A court may not modify a previous decree in a contempt order. [Cit.] However, a court may always interpret and clarify its own orders. [Cits.] The test to determine whether an order is clarified or modified is whether the clarification is reasonable or whether it is so contrary to the apparent intention of the original order as to amount to a modification. [Cit.] “The trial court has the power to see that there be compliance with the intent and spirit of its decrees and no party should be permitted to take advantage of the letter of a decree to the detriment of the other party.” [Cit.] The trial court in a contempt case has wide discretion to determine whether [its] orders have been violated. [Its] determination will not be disturbed on appeal in the absence of an abuse of discretion.

        Cason v. Cason, 281 Ga. 296, 297(1), 637 S.E.2d 716 (2006). The trial court did not modify the decree; there was evidence to support its conclusion that Husband’s actions were in compliance with the decree.

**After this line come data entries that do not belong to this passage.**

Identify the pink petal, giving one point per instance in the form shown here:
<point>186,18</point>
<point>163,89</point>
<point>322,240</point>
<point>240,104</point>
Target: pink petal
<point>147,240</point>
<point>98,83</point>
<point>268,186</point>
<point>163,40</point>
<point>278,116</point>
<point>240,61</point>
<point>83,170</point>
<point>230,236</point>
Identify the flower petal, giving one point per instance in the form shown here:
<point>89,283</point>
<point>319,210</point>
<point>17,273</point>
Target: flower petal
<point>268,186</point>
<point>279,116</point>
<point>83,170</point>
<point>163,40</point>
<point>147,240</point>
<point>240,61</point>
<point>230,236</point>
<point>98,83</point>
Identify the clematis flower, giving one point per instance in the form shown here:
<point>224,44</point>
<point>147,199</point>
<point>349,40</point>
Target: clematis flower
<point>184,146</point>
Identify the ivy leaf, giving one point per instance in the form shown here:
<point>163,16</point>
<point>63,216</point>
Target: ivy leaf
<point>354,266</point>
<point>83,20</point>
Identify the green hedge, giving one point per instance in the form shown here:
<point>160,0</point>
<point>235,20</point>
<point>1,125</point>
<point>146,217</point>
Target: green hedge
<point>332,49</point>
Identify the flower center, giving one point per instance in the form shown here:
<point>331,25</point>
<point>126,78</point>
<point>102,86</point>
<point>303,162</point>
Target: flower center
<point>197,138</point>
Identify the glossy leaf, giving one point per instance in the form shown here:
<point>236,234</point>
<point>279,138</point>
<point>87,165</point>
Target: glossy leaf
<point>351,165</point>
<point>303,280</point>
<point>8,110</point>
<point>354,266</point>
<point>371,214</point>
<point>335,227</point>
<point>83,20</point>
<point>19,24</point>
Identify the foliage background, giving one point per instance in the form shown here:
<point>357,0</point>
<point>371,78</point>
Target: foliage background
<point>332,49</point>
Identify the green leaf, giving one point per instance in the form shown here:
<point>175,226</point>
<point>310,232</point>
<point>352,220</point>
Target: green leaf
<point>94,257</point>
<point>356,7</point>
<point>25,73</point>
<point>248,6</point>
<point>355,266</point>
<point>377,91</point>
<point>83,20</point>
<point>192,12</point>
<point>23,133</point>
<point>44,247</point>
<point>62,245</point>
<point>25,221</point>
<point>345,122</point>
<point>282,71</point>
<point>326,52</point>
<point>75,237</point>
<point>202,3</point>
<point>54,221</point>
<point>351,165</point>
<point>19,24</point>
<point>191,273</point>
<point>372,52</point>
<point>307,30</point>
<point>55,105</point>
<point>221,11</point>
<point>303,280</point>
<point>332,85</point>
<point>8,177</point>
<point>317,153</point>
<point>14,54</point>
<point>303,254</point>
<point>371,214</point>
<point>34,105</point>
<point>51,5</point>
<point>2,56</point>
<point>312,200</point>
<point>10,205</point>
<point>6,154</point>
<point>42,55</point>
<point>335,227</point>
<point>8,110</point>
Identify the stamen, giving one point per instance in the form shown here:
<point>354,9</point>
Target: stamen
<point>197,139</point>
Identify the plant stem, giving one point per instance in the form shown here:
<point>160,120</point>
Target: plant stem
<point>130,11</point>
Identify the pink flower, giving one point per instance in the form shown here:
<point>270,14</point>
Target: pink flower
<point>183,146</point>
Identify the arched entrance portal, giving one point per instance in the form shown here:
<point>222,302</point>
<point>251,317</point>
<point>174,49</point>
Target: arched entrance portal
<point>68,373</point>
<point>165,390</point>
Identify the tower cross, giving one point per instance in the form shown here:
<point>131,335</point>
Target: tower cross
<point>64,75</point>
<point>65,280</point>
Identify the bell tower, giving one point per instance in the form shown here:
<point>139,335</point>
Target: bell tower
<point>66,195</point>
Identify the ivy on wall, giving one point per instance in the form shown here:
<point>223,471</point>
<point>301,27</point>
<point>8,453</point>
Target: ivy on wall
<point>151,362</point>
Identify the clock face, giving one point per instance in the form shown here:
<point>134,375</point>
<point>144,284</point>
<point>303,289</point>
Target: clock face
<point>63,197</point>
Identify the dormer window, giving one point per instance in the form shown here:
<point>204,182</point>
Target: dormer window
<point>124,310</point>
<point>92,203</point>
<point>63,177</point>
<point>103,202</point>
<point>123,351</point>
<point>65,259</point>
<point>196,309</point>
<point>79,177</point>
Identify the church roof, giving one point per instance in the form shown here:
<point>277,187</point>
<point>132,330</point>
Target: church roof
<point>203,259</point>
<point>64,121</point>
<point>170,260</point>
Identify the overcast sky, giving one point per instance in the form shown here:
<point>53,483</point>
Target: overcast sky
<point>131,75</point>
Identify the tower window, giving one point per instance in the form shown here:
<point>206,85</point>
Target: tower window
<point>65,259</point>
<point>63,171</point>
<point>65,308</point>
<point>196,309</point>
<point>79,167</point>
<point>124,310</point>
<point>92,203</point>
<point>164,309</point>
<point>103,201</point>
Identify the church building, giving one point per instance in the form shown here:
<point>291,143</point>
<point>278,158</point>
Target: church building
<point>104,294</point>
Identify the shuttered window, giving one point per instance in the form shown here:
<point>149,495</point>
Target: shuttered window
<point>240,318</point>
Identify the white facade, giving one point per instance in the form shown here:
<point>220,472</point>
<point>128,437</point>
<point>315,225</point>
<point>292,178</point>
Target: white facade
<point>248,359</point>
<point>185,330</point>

        4. The decree also stated that Husband was to maintain his existing life insurance policy in the amount of $3,000,000, with the couple’s children to be named as beneficiaries, and that Husband was to name Wife as “Successor Trustee to [Husband’s] mother, who is presently named as the trustee.” The decree declared that Husband could replace the current policy “with one of comparable face value and death benefits. Should he do so he shall name [Wife] as Trustee on behalf of the children as beneficiaries.” Husband testified that the insurance policy is owned by an irrevocable life insurance trust established for estate tax purposes, and that for him to exercise such control over the policy at this point would defeat the purposes of that tax planning, to the eventual detriment of the children. In its order, the trial court ruled that Husband was not in contempt as to this issue, and declared that he was “relieve[d] of any obligation to name [Wife] as Successor Trustee to his mother….” In so doing, the trial court impermissibly modified the divorce decree. Although the intent expressed in the decree was to establish, and preserve, $3,000,000 in life insurance for the benefit of the children, the decree was also clear as to the specific action Husband was to take; relieving him of that obligation was not merely a clarification of the decree. Id. Accordingly, the trial court’s order as to contempt on this issue is reversed, and the matter is remanded to that court for consideration consistent with this opinion. See Smith v. Smith, 281 Ga. 204, 207(2), 636 S.E.2d 519 (2006).

        5. Finally, Wife contends that the trial court erred in denying her motion for attorney fees which she contends were needed to prosecute her petition for contempt. Although the trial court awarded Wife attorney fees reflecting expenses for prosecuting and defending other matters, the court found that Husband had not been shown to be in contempt, and therefore Wife was not entitled to attorney fees regarding her contempt petition. See McGahee v. Rogers, 280 Ga. 750, 754(2), 632 S.E.2d 657 (2006). However, as the trial court must revisit its ruling regarding contempt, see Division 4, supra, the trial court’s order as to this issue is also reversed, and this matter is remanded to that court for consideration consistent with this opinion.

        Judgment affirmed in part, reversed in part, and case remanded with direction.

        All the Justices concur.



        1 Husband asserts that he was not given adequate notice of Wife’s seeking child support for June, July, and August 2009, calculated at the higher rate set forth in the “Final Judgment and Decree” as the issue was not raised in the pleadings until the amendment to the petition for a contempt citation, filed August 21, 2009, five days before the August 26, 2009 hearing. See Hedquist v. Hedquist, 275 Ga. 188563 S.E.2d 854 (2002). Husband objected at the hearing to the court’s consideration of any claims asserted in the amended contempt petition, on this ground. However, he has not filed a cross-appeal challenging the trial court’s consideration of the issues raised in the amendment, see Georgia Society of Plastic Surgeons v. Anderson, 257 Ga. 710, 711(1), 363 S.E.2d 140 (1987), and lack of adequate notice was not a basis for the trial court’s decision on the issue.